A motorcycle was another no-no heralded from the high school rule book. Another excellent way to get kicked out of high school. Again Tetsu and I held conferences late at night. Do we allow the motorcycle and let Takumi ignore the rule? He had legally gotten the driver's license. He had reached his goal of saving his money for what he felt was important. Although I wasn't thrilled with the idea of my son riding a motorcycle at ALL, we decided to put limits on when and where the motorcycle could be ridden... Definitely not to school! But from our house to the train station (we live in another city right?) and back? Okay. What the school doesn't know doesn't hurt them... And Takumi continued to work after school and earn enough for gasoline and insurance for his motorcycle. In turn, I lived in constant fear until the day of Takumi's graduation, that the school would find out about his job or his motorcycle and refuse him his diploma. I remember counting down the days till the graduation ceremony!

So most high school kids don't have part time jobs. Or maybe it is more correct to say that most high school kids don't let the high schools know that they have jobs. There are many parents who feel the same way that Tetsu and I did and allow their kids to work in convenience stores, in coffee shops or gasoline stations. But if the school finds out... both kids and parents are in big trouble.
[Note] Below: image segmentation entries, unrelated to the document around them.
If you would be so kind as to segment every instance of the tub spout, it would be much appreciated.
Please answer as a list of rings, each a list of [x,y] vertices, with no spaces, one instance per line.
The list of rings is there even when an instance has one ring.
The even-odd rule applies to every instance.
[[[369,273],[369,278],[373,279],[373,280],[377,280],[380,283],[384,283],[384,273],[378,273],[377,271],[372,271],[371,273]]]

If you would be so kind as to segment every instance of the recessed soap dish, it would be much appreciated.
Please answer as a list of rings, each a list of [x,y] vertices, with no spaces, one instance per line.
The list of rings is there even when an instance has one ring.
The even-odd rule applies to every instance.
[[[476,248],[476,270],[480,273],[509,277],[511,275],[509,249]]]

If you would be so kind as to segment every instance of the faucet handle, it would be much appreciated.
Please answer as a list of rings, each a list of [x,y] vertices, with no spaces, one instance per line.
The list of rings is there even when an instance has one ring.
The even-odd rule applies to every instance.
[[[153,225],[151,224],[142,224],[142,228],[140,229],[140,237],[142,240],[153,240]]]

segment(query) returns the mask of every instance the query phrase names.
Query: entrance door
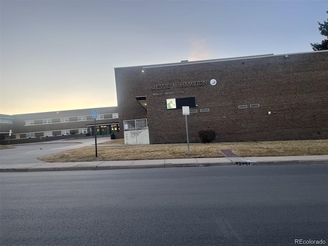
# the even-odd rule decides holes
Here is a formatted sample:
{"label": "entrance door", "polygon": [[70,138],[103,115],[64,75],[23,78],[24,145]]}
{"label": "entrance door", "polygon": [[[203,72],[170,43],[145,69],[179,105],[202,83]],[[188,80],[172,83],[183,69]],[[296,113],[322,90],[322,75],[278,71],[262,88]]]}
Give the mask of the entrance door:
{"label": "entrance door", "polygon": [[100,135],[107,135],[107,126],[100,126]]}

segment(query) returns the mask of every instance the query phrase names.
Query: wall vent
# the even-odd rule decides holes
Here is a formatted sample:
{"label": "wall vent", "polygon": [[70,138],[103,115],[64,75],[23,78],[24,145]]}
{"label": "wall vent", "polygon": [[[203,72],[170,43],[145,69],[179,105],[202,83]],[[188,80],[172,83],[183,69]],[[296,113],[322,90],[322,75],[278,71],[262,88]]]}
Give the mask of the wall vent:
{"label": "wall vent", "polygon": [[210,109],[201,109],[200,112],[209,112],[210,111]]}
{"label": "wall vent", "polygon": [[251,105],[250,105],[250,107],[251,108],[258,108],[259,107],[260,107],[260,105],[259,104],[251,104]]}
{"label": "wall vent", "polygon": [[238,106],[238,109],[247,109],[247,105],[239,105]]}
I have some friends who had a teenage son and they got hauled onto the carpet for breaking the rules. This is where the rock band comes in. Their son had joined a band and somehow been found out. The parents went to the Principal's office a number of times to apologize and had to write a formal letter of apology in order to keep their son in school. Bands are supposed to encourage delinquency so that is another no-no in the high schools. But kids are drawn to drums and guitars and amongst all the other evils kids can get into, a band or a motorcycle or a part time job doesn't seem so terrible. So we parents go about allowing things the schools don't.

Of course, I don't know how much studying got done during those high school years.